In 2009, simply wanting the fortieth anniversary of the primary Moon touchdown, I got down to discover the creator of the unique Lunar Lander game, which was then primarily referred to as a graphical game, because of the graphical model from 1974 and a 1979 Atari arcade title. When I found that Storer created the oldest recognized model as a teletype game, I interviewed him and wrote up a historical past of the game. Storer later launched the supply code to the unique game, written in FOCAL, on his web site.
Fast ahead to 2024, when Martin—an AI knowledgeable, game developer, and former postdoctoral affiliate at MIT—stumbled upon a bug in Storer’s highschool code whereas exploring what he believed was the optimum technique for touchdown the module with most gasoline effectivity—a way recognized amongst Kerbal Space Program fanatics because the “suicide burn.” This technique includes falling freely to construct up velocity after which igniting the engines on the final attainable second to decelerate simply sufficient to the touch down safely. He additionally tried one other strategy—a extra light touchdown.

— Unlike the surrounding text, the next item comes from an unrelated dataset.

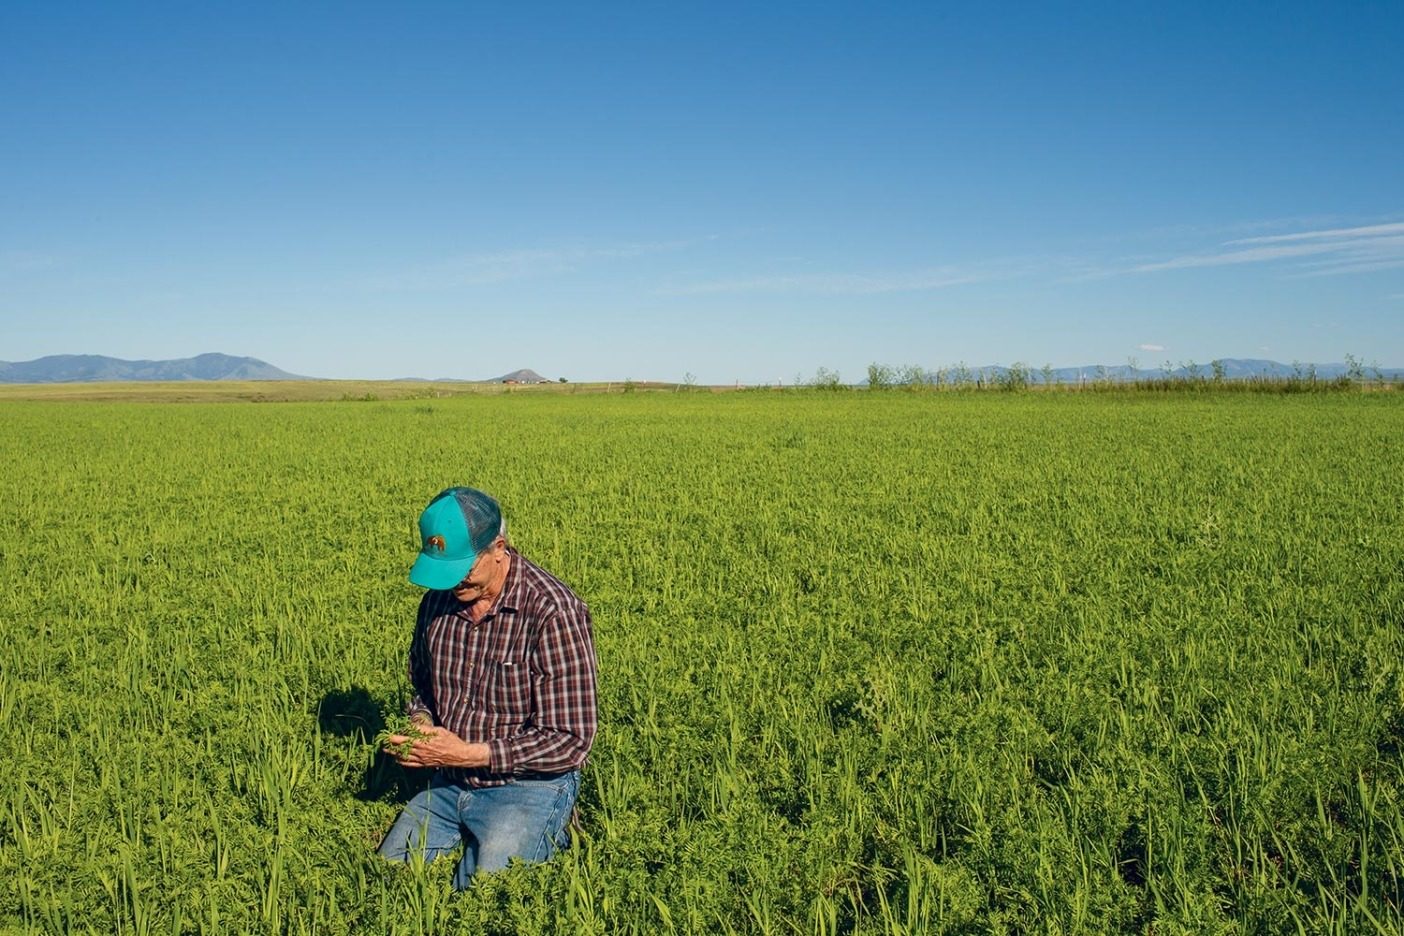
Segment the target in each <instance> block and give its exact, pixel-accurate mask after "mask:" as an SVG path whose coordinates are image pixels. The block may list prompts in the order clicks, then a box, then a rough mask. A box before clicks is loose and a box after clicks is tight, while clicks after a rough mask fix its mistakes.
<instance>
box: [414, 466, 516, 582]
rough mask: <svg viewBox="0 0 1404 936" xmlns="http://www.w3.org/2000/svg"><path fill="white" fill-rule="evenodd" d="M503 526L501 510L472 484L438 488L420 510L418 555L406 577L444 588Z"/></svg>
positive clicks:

“I lately explored the optimum gasoline burn schedule to land as gently as attainable and with most remaining gasoline,” Martin wrote on his weblog. “Surprisingly, the theoretical finest technique didn’t work. The game falsely thinks the lander doesn’t contact down on the floor when in truth it does. Digging in, I used to be amazed by the delicate physics and numerical computing in the game. Eventually I discovered a bug: a lacking ‘divide by two’ that had seemingly gone unnoticed for practically 55 years.”
A matter of division
Despite making use of what ought to have been a textbook touchdown technique, Martin discovered that the game inconsistently reported that the lander had missed the Moon’s floor fully. Intrigued by the anomaly, Martin dug into the game’s supply code and found that the touchdown algorithm was based mostly on extremely subtle physics for its time, together with the Tsiolkovsky rocket equation and a Taylor collection enlargement.
As talked about in the quote above, the foundation of the issue was a easy computational oversight—a lacking division by two in the method used to calculate the lander’s trajectory. This seemingly minor error had huge penalties, inflicting the simulation to underestimate the time till the lander reached its lowest trajectory level and miscalculate the touchdown.
Despite the bug, Martin was impressed that Storer, then a highschool senior, managed to include superior mathematical ideas into his game, a feat that continues to be spectacular even by at the moment’s requirements. Martin reached out to Storer himself, and the Lunar Lander creator informed Martin that his father was a physicist who helped him derive the equations used in the game simulation.
While folks performed and loved Storer’s game for years with the bug in place, it goes to point out that realism is not all the time a very powerful a part of a compelling interactive expertise. And fortunately for Aldrin and Armstrong, the actual Apollo lunar touchdown expertise did not endure from the identical concern.
You can learn extra about Martin’s thrilling debugging journey over on his weblog.